Without a profit motive, then, we need a different kind of process that might lead schools to search for, find, and successfully implement promising tools and technologies that result from R & D. And we call that process “school improvement.”
This is what’s advocated by Tony Bryk and the Carnegie Foundation, in the form of “networked improvement communities,” or as the Bill & Melinda Gates Foundation calls them, Networks for School Improvement. They encourage schools or systems to work together to identify solutions to common problems, implement those solutions thoughtfully, collect and analyze data on how things are going, and iterate.
And if done well, the bottom-up School Improvement Networks should find the fruits of the top-down R & D investments and figure out how to make various solutions fit together in a coherent way.
Is goodwill enough?
Is this theory of action naïve? You don’t have to be a cynic to think that “the system” is never going to focus on doing “what works” if “what works” goes against the political interests of “the system.” Which, in many communities, is employing as many people as possible.

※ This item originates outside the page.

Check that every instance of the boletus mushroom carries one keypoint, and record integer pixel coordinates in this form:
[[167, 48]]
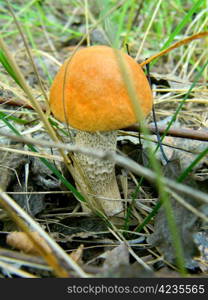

That’s one reason why I believe that accountability-for-results remains an essential element of tomorrow’s education ecosystem, why at the very least we need A–F systems or the like to shame local systems into balancing their small-p political interests against the urgency of getting better results for kids. It’s not enough, but at least it should nudge schools to consider investing in better tools and strategies instead of just hiring more people. Maybe it will help if those tools or technologies are cheap or free.
It’s also why I support charter schools, which face the dual incentive structure of accountability for results and the obligation to satisfy their customers. They have to get good results or die. And they have the autonomy to think creatively about how to best use their staff, time, and financial resources to best serve their kids. It’s no coincidence that high-poverty charter schools tend to get better outcomes than their district peers, given their incentives, agility, and ability to search out what works and implement it in their classrooms. If you want to see what that looks like, go visit an Achievement First, or Success Academy, or IDEA, or KIPP elementary school, or any of the other “Whatever it Takes” (“WIT”) charter schools nationwide.
In sum, R & D is not the same thing as school improvement. R & D is top-down; school improvement is bottom up. R & D is about creating solutions to thorny problems; school improvement is about taking those solutions and fitting them together in ways that work for particular children, communities and circumstances. R & D is about tools and technology; school improvement is about how to best implement them in the real world.
R & D and school improvement are not the same. But they need each other like bees need flowers, and flowers need bees. We must invest in both for them both to flourish.
* This actually understates the level of difficulty, since most high-poverty elementary schools must deal with enormous student turnover as well.